Above: Activist Angela David / Artist Beyoncé

You either dress, or undress yourself to make a statement, 


“Sometimes it’s what you don’t wear that can make the greatest impact.” - Harriet Worsley

Also in the 60’s, Germaine Greer offered us a freedom women from that time thought impossible: going BRA-LESS. Part of today’s feminist movements come from women who dared do so back in our grandmother’s time.

 Germaine was one of them. She stated that bras are an unreasonable invention, and goddamn it was she right! You’re welcome, “Free the Nipple” movement. 

On that line of thought, Jean Paul Gaultier's AW18 finale was quite grande, talk about a statement from someone who's never been afraid to be vocal. For better or worse.

Above: Jean Paul Gaultier AW18 show finale, Germaine Greer, Holly Madison for PETA

Also, in more recent times, the vocalization of the fashion industry against wearing animal skin. 
The PETA association's form of protest dressing was better yet, protest UN-dressing for their campaign in 2007. Using supermodels in the nude with the phrase, “I would rather go NAKED than wear FUR” to make a social stance. Showing that, “sometimes it’s what you don’t wear that can make the greatest impact,” as stated by Harriet Worsley in 100 Ideas That Changed Fashion

The Most Mainstream Way of Protest Dressing:

If Vivienne Westwood and Katharine Hamnett thought me anything, is that T-Shirts go a long way, specially with activist messages such as theirs. Westwood’s “I am NOT a Terrorist” tee has made me cry more times than I’d like to admit (before ever listening to Brené Brown.) The same way that Hamnett’s environmental [and many other subjects such as the ‘Fashion Victim’ movement) activism has pushed people that cared about fashion and not the environment, to care more about what they are wearing and the pollution our industry is causing, and the people's lives this industry is responsable for. These are political issues, these are fashion designers speaking up about them.

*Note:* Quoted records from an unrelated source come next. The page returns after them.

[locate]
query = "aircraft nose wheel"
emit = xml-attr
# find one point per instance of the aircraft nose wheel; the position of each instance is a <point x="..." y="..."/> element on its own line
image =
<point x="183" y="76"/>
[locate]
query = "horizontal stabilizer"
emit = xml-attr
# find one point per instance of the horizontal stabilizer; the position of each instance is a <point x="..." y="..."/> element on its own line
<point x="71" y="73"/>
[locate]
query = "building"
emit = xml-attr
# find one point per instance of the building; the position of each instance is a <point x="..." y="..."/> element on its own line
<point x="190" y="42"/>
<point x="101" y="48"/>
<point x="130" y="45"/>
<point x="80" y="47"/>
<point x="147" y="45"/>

Thinking back to Prabal Gurung’s F/W 2017, he hit us with an emotional ending. Feminist t-shirts, a political stance that was not ignored and very appreciated by fashion lovers from around the globe. This show’s finale was the beginning of the “The Future is Female” t-shirt trend. Personally, my favorite way to manifest my political-driven anger.

Katharine Hamnett, Bella Hadid at Prabal Gurung’s F/W 2017, Vivienne Westwood

In earlier times, fashion was taken from the French, you think they’d let the German’s slap them on the other cheek? NEGATIVE! They revolted: FASHION IN TIMES TEXTILE ABSENCE 

Capitalism aside, fashion has always been a thing of the French. So you could imagine that when the German invaded France in the 40’s during WWII, French women had to do something. Their pride was at stake. The trend we now know the “Minimalism” came from how the French women wear the best textiles and pair them with the perfect accessories, creating a simple yet chic look. A timeless gem.

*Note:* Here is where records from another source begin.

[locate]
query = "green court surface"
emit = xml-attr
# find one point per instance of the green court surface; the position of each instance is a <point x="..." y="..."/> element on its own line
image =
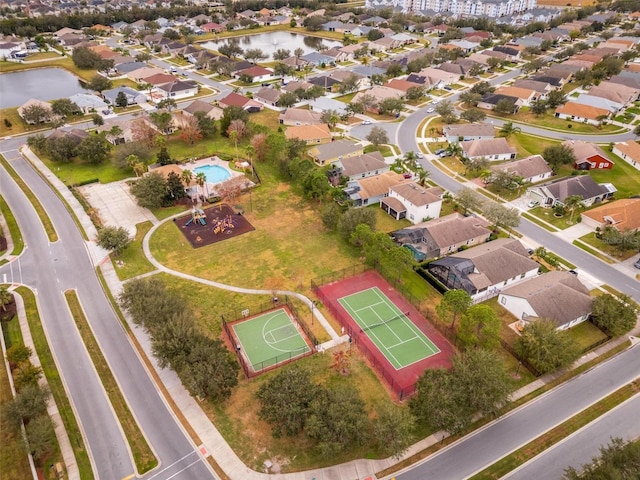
<point x="270" y="339"/>
<point x="395" y="335"/>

During the Invasion of France, the Germans rationalized most of the resources, leaving the French with very little to wear. The women were only allowed to buy a shirt, a skirt and stockings. 

Even though I am one firm believer that us born after the 90’s have incredibly misused the word “minimalist” and its derivatives, French women knew just the way to do it while their textiles were being rationalized. They would sew their garments, to make them into other items as a way to protest. 

In the same way, my absolute favorite fact about this part of history, is the fact that these wonderful women would embroider the musical notes of patriotic songs [symbolizing victory] and hand painted French dishes [symbolizing food shortages] onto their garments and walked out the house, rationalized and all, while being fashionable and most importantly, not imprisoned  by the German army. 

Nobody can tell me that wasn’t the perfect way to demonstrate that fashion has caused a revolution before and will continue to for ages to come.

In my experience, the way I've come to use fashion as a way of protest is by boycotting. One person and asociation I am boycotting is San Juan Moda and Carlos Bermudez the biggest fashion association in Puerto Rico and its director. We can't have the people that lead it talk behind the back of the people that have made the platform what it is today. 

You can make a change in the industry, too.